Sharma Bandhu (Sharma Brothers) (शर्मा बन्धु) refers to four Indian classical vocalist brothers, who perform bhajan and Hindu devotional music. They were born in the music family of Pandit Jyoti Prasad and Pandit Munshi Ram to the student of Pandit V. D. Paluskar, founder of Gandharva Mahavidyalaya. Quartet consists of the Pandit Gopal Sharma, Pandit Shukdev Sharma, Pandit Kaushalendra Sharma and Pandit Raghavendra Sharma.

Sharma brothers have been most famous for singing "Suraj Ki Garmi Se Jalte Hue Tan Ko" for 1974 Best Feature Film on National Integration winning Hindi film Parinay (1974).

==Background==
The four brothers were born in Muzaffarnagar town in state of western Uttar Pradesh, India, to Pandit Ramanand, son of Pandit Munshiram, in the family of Hindi-Urdu poet and Sanskrit translator Pandit Jyoti Prasad. Pandit Ramanand was a student of Hindustani musician Pandit Vishnu Digambar Paluskar and a popular singer and exponent of Ramcharitmanas of his time. Pandit Ramanand along with his younger brother Pandit Shiv Kumar sang Tulsidas's Ramcharitmanas, Vinaya Patrika etc. and originated, and were also the exponents of their own style called Shri Ram Darbar Shaily (style) for 60 years.

==Performing career==
The four real brothers, Pt. Gopal Sharma, Shukdev Sharma, Kaushlendra Sharma and Reghvendra Sharma, utilize an integrated style of presentation based on a Fine Blend of Indian Classical and Modern Music. This includes the tradition of Ram Darbar Music's harmonies, inherited from their father, the late Pt. Shri Ramanand Ji Sharma.

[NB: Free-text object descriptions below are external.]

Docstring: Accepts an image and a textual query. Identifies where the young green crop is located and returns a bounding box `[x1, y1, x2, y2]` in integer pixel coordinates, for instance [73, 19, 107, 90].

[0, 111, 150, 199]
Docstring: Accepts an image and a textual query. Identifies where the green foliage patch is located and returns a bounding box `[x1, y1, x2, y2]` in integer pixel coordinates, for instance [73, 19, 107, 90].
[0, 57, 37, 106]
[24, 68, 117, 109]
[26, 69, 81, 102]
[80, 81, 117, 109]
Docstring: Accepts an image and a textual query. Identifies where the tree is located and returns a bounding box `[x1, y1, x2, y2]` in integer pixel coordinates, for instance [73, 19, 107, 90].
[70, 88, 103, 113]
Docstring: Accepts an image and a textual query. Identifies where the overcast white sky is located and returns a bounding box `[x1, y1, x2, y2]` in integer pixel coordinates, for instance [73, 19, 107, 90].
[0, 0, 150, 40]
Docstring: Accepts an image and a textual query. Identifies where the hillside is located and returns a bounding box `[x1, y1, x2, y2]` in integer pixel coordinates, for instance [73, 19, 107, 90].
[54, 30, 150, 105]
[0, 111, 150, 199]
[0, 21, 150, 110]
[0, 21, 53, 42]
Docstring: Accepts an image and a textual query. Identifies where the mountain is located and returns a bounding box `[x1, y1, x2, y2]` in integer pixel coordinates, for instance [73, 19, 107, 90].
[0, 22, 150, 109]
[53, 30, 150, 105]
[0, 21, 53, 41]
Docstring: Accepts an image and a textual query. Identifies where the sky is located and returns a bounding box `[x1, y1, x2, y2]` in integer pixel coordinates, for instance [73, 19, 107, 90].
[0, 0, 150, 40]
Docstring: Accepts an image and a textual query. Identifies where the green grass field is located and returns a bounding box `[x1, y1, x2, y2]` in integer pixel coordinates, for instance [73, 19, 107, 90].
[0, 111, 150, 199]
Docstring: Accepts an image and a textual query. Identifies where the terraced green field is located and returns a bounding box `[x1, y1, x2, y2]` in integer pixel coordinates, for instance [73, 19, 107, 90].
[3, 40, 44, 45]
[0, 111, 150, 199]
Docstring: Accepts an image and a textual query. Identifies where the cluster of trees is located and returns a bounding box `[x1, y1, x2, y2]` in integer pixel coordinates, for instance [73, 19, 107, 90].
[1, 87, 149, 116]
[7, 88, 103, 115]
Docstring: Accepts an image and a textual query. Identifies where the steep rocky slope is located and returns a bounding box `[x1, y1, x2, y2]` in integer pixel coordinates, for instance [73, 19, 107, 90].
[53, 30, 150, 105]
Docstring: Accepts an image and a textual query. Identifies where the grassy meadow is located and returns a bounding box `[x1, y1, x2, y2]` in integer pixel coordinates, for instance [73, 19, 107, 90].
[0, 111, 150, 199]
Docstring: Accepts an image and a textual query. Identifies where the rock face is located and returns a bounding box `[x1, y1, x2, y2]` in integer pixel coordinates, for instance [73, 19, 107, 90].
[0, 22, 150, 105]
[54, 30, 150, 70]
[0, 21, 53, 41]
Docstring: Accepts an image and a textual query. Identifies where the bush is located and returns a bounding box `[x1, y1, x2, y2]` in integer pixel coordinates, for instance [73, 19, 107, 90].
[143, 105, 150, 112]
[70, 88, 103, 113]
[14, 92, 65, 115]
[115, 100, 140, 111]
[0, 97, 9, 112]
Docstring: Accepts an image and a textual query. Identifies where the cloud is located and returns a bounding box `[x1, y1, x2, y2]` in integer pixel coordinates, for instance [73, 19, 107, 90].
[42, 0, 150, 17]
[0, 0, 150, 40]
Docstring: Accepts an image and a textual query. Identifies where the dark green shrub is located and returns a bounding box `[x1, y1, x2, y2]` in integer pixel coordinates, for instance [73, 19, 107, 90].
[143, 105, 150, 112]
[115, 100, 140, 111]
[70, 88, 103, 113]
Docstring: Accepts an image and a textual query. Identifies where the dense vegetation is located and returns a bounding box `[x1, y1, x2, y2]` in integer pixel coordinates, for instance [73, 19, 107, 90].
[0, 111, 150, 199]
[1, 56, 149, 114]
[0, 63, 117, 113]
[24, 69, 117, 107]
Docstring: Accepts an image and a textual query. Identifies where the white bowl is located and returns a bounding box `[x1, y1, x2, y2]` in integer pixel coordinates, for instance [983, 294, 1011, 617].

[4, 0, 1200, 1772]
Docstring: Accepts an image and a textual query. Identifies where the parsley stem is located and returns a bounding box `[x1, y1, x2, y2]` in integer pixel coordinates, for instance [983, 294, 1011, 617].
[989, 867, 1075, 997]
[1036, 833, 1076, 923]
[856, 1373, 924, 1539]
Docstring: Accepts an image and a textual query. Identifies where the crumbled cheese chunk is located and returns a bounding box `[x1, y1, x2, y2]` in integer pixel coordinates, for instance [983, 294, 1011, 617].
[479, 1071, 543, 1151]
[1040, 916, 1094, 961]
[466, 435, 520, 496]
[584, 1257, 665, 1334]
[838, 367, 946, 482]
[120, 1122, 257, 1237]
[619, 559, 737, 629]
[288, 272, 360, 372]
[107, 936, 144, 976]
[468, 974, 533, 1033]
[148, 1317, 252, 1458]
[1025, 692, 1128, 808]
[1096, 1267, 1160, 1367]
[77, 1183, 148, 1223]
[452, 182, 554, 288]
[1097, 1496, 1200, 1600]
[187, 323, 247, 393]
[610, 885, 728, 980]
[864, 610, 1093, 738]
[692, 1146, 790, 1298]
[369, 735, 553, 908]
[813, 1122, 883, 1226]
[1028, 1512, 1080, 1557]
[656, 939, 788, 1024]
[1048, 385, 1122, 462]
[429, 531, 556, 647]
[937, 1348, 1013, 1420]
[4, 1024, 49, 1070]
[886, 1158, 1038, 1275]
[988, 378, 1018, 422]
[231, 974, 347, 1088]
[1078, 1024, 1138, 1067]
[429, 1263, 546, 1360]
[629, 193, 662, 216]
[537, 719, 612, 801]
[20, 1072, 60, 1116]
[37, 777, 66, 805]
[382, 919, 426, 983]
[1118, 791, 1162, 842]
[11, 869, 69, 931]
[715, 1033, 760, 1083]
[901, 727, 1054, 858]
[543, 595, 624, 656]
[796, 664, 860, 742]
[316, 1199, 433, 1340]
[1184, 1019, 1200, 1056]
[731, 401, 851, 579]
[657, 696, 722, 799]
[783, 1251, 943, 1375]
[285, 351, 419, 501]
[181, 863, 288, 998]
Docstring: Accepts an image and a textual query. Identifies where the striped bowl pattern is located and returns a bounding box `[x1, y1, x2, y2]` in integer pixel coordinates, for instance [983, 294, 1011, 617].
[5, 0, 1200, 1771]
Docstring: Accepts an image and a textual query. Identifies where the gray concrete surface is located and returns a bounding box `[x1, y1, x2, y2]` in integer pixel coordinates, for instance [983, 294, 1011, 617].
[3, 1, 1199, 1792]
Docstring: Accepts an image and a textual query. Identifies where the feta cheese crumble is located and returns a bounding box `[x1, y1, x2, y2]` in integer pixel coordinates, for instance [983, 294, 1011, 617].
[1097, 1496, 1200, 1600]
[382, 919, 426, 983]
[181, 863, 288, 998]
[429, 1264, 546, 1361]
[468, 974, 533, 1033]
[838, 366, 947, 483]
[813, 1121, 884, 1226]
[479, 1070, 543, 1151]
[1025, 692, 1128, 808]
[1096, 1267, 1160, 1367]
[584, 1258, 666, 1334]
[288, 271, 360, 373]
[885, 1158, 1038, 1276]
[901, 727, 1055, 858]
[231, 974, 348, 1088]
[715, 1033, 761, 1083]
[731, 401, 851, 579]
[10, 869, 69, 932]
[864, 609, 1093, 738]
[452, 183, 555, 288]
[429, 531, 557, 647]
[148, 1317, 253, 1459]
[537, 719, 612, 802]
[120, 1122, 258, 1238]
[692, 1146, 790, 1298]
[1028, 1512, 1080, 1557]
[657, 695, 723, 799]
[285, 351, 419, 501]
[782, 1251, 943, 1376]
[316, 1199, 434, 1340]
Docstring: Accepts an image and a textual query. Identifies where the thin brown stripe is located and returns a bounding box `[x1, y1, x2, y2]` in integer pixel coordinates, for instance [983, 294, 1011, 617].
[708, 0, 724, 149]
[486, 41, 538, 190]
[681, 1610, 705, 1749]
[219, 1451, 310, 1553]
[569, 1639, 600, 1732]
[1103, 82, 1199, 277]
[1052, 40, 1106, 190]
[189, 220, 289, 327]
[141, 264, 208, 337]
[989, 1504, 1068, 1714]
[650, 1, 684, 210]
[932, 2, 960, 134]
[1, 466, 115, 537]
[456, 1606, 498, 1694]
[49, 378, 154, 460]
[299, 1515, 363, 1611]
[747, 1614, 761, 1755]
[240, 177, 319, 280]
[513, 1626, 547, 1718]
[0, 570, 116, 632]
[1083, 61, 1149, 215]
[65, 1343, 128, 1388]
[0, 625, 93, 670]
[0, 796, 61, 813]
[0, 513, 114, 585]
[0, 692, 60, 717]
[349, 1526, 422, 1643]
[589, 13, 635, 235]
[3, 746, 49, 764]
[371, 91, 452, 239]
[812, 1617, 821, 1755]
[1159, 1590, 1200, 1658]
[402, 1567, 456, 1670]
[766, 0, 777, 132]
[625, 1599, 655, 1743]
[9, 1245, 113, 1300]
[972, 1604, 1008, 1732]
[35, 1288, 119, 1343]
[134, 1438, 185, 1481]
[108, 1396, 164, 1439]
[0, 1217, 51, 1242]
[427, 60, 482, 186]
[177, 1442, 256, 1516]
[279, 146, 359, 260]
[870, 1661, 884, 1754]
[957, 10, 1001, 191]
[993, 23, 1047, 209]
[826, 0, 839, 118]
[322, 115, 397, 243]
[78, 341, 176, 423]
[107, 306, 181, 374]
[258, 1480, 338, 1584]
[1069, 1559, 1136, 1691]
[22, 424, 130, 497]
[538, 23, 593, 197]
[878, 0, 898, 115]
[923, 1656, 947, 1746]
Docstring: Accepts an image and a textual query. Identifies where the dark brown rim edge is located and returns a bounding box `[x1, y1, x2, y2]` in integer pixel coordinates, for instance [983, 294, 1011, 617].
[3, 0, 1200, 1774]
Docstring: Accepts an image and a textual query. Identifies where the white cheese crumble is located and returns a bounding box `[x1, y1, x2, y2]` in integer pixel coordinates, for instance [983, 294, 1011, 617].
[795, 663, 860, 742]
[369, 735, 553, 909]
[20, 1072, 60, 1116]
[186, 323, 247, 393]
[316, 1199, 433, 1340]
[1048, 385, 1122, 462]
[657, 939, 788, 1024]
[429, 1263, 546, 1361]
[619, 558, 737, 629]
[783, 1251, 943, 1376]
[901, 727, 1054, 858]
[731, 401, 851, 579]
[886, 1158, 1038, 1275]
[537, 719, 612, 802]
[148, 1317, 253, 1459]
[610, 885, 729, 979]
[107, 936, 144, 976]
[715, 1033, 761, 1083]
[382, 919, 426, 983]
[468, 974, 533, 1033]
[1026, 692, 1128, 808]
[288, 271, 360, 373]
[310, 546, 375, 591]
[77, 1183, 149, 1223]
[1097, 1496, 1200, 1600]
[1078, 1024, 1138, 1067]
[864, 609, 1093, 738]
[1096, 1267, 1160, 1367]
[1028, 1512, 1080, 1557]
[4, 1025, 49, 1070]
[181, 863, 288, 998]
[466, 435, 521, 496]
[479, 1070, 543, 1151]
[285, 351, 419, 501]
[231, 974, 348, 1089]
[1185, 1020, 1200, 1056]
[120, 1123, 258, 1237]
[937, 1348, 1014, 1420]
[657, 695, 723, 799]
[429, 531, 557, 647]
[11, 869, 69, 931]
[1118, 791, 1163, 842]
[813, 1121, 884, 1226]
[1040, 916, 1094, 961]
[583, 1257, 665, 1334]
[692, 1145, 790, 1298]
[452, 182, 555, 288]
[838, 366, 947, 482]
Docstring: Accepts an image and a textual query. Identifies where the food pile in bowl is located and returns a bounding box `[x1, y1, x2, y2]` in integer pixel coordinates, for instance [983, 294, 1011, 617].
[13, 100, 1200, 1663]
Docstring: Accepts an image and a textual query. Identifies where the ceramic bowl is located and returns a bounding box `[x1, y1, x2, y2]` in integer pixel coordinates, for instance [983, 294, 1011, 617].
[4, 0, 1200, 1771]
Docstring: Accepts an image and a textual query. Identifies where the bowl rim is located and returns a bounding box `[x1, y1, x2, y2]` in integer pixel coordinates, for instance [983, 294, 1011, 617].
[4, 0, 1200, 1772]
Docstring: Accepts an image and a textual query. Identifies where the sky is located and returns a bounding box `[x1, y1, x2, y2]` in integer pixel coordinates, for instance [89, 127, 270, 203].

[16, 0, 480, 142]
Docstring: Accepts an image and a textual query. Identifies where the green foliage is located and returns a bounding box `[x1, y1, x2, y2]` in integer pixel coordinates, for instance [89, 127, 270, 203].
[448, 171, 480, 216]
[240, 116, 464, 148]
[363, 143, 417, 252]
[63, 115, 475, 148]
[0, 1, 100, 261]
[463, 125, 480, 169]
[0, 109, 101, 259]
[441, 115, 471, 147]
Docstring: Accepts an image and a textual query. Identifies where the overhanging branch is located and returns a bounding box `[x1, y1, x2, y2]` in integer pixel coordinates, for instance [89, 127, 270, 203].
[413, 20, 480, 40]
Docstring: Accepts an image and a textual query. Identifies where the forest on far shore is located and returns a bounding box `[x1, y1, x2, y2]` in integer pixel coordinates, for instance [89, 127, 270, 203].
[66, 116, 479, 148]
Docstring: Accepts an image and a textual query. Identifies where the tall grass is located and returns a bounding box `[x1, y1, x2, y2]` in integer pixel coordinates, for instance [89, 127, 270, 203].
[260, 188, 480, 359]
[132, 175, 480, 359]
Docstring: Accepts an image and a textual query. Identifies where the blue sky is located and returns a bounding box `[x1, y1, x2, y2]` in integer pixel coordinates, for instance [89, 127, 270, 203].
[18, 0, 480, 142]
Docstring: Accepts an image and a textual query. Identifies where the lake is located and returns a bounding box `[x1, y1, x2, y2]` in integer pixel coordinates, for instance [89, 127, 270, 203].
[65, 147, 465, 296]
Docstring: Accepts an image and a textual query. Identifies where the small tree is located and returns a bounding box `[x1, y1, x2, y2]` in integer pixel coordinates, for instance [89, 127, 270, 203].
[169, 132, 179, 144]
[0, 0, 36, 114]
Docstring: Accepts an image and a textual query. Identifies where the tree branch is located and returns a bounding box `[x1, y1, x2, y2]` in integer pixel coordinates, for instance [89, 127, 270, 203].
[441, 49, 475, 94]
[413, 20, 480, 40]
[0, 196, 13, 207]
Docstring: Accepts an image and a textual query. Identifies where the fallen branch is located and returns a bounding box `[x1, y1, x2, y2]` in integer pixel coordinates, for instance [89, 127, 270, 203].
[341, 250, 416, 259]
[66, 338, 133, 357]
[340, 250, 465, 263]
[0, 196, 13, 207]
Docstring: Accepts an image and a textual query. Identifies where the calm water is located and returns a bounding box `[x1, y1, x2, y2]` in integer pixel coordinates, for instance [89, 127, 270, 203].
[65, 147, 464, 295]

Sharma Bandhu have travelled extensively in and outside India spreading the message of Universal Love through Singing The Works of Great Saint Poets Like Tulsi, Kabir, Soor, Meera and others. They have performed in United Kingdom, United States of America, South Africa, Singapore, Thailand, Mauritius, Indonesia, Nepal, and etc. In Nepal, they were guests of the Nepal Royal Family on several occasions.

Sharma Bandhu have been associated with India's Public broadcaster Doordarshan since 1975 and rank among the most popular artists on Doordarshan and telecast till date. Sharma Brothers are currently living in Ujjain.

==Albums==
- Taruvar Ki Chhaya
- Bhajan Chalte Rahe
- Shreeram Sharanam Mama
- Mahashivratri
- Jaidev - The Composer
- Bhajan Suman
- Santo Ke Anubhav
- Sitaram Bolo Hari Ka Naam
- Amrit Dhara Raam Naam Ki
- The Magic Of Bhajans
- Mere Bhagwan Shri Ramji

==Awards==
Sharma Bandhu were awarded Sangeet Natak Akademi Award for the year 1989 by U. P. Government, in recognition of their services in the field of Religious Music.

Sharma Bandhu are most known for the Bhajan Jaise Suraj Ki Garmi Se, penned by Indeevar with music from Jaidev for 22nd National Film Award Winning Hindi motion picture Taruvar ki chaya (Shade of tree) (1974).